It is unfortunate that Esmarch’s investigations were directed only towards the blue-green algæ since observations made in this country indicate that such a series of records gives but a very incomplete picture of the soil flora as a whole.
Petersen, in his “Danske Aërofile Alger” (1915) added considerably to our knowledge of soil algæ, especially of diatoms. Unfortunately he confined his investigations of the green algæ to forms growing visibly on the surface of the ground. He observed, however, that acid soils possessed a different flora from that commonly found on alkaline or neutral soils, the former being dominated by Mesotænium violascens, Zygnema ericetorum, and 2 spp. of Coccomyxa, while the latter were characterised by Mesotænium macrococcum var., Hormidium, 2 spp., and Vaucheria, 3 spp.
Of diatoms he obtained no less than 24 species and varieties from arable and garden soils, and five characteristic of marshy soils, while from forest soils and dry heathland they appeared to be often absent.
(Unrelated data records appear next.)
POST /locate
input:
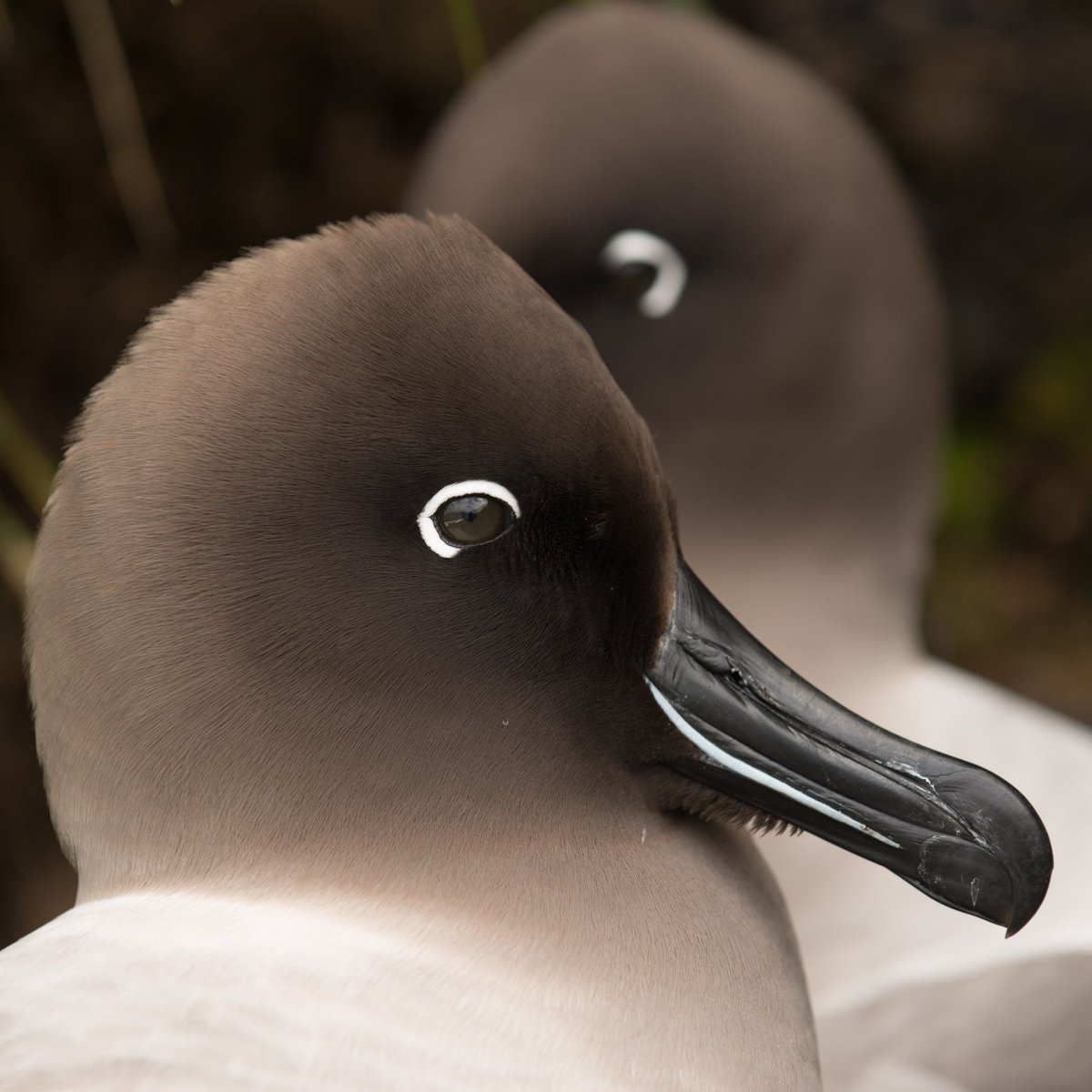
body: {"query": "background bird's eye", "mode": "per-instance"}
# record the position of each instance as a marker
(474, 519)
(467, 513)
(648, 268)
(633, 279)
He omitted all reference to blue-green algæ.
Meanwhile Robbins, examining a number of Colorado soils that contained unprecedented quantities of nitrate, obtained from them 18 species of blue-green algæ, 2 species of green algæ, and one diatom. Moore and Karrer have demonstrated the existence of a subterranean alga-flora of which Protoderma viride, the most constantly occurring species, was shown to multiply when buried to a depth of one metre.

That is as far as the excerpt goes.